L’arme constitutionnelle

La presse s’est abondamment fait l’écho de la décision de Manuel Valls de faire appel à l’article 49 de la constitution dans son alinéa trois, qui permet l’adoption sans vote d’un projet de loi, en l’occurrence la loi Macron, à moins qu’une motion de censure ne soit votée contre le gouvernement. C’est la métaphore guerrière qui a eu les faveurs des commentateurs, puisque les uns ont dit que Valls avait « dégainé » son 49.3 tandis que les autres soulignaient qu’il s’agissait d’un fusil à un coup, puisqu’il ne peut être utilisé qu’une fois par session parlementaire depuis la réforme constitutionnelle de 2009.

 

Donc le gouvernement a dégainé son fusil, de peur de ne pas recueillir suffisamment de voix de députés dans sa propre majorité pour soutenir un texte très controversé, malgré l’appoint de certains centristes et UMP. Comment en est-on arrivé là ? Pour les députés socialistes « orthodoxes », ce sont les frondeurs qui en sont responsables. En désaccord avec la ligne libérale qui semble prévaloir au gouvernement, ils sont passés de l’abstention au vote contre pour se faire entendre. Iront-ils jusqu’à voter la censure contre le gouvernement ? C’est peu probable, car cela ouvrirait une crise institutionnelle ne pouvant théoriquement se résoudre que par une dissolution de l’Assemblée nationale et des élections législatives à coup sûr désastreuses pour leur parti, et pour eux-mêmes par contrecoup. Du point de vue des frondeurs, c’est Manuel Valls qui sème la zizanie en conduisant une politique insuffisamment à gauche, lui dont les idées n’avaient recueilli l’adhésion que de 5 % des militants socialistes lors des primaires de 2011. Des primaires remportées par François Hollande sur le thème de la lutte contre la finance.

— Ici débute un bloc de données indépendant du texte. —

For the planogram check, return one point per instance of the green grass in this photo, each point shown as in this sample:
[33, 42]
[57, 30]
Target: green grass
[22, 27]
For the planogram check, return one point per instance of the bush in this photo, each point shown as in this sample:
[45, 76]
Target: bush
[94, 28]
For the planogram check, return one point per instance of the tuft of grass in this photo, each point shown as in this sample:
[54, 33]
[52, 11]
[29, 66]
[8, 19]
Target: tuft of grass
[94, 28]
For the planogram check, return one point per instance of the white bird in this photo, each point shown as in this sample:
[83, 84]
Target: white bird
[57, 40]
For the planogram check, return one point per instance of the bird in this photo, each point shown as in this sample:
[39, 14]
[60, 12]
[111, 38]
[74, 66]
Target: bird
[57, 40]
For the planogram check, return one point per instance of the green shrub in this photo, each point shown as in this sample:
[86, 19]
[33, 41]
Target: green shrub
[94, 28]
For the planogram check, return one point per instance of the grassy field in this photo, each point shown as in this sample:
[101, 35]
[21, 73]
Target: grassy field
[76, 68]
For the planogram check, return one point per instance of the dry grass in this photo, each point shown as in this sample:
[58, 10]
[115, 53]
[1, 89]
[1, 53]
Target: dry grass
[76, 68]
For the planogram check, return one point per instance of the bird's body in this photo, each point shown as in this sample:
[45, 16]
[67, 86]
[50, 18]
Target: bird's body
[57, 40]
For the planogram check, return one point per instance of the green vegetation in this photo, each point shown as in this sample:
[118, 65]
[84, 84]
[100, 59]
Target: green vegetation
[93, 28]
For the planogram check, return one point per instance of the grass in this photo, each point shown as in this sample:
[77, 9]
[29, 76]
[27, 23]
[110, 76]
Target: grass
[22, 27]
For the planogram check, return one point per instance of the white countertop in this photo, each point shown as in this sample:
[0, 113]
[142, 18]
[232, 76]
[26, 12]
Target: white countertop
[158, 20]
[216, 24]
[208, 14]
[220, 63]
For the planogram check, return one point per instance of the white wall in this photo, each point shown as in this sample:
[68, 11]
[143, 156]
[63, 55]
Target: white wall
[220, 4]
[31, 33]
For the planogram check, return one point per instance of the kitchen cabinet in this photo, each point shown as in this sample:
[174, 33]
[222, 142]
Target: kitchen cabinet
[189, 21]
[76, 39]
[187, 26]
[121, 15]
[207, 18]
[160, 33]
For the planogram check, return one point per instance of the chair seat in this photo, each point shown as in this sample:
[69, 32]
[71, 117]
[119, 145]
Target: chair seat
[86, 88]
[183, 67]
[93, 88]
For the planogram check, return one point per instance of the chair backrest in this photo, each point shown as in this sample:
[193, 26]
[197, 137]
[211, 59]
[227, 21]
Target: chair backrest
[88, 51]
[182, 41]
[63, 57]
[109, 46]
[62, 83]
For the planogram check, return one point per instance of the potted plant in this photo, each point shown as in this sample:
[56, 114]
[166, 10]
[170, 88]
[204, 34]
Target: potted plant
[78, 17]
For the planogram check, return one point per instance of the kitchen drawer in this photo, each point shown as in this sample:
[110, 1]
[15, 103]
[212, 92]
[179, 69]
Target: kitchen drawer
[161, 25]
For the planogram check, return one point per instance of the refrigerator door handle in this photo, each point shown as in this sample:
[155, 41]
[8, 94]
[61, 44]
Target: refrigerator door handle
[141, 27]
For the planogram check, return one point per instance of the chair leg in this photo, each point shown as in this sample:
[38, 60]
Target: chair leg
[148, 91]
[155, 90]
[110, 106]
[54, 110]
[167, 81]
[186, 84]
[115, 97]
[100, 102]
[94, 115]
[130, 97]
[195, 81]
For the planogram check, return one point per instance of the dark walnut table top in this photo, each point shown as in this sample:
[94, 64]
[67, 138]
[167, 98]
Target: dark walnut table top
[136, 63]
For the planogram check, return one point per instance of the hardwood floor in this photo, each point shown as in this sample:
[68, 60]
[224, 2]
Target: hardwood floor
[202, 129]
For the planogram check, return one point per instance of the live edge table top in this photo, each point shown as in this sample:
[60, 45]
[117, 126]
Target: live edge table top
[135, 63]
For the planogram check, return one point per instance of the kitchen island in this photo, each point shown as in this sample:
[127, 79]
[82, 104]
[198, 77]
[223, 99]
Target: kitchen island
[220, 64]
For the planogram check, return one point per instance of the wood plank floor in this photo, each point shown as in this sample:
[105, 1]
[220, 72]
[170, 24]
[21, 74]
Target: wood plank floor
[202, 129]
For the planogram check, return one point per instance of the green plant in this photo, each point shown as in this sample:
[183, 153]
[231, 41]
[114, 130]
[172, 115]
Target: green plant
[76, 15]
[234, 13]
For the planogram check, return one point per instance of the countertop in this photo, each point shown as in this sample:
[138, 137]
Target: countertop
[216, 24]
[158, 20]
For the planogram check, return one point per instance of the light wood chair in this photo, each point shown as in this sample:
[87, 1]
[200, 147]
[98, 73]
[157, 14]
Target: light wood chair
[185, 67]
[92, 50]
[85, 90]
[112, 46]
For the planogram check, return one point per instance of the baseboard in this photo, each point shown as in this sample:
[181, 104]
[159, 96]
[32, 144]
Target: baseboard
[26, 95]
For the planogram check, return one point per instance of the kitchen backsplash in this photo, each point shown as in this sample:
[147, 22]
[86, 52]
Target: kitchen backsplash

En utilisant l’arme constitutionnelle, Manuel Valls achète un sursis, mais donne l’impression de devoir écraser une mouche à l’aide d’un marteau-pilon. De plus, cela ne donne pas une image exemplaire de démocratie quand on en est réduit à imposer une loi qui a été débattue très longuement. À ce compte-là, il aurait été plus économique de procéder par ordonnances, un procédé décrié, mais qui a permis en 1945 de créer la Sécurité sociale que le monde entier nous a longtemps envié. Il reste encore plusieurs mois avant que le congrès du parti socialiste début juin à Poitiers permette une éventuelle clarification idéologique.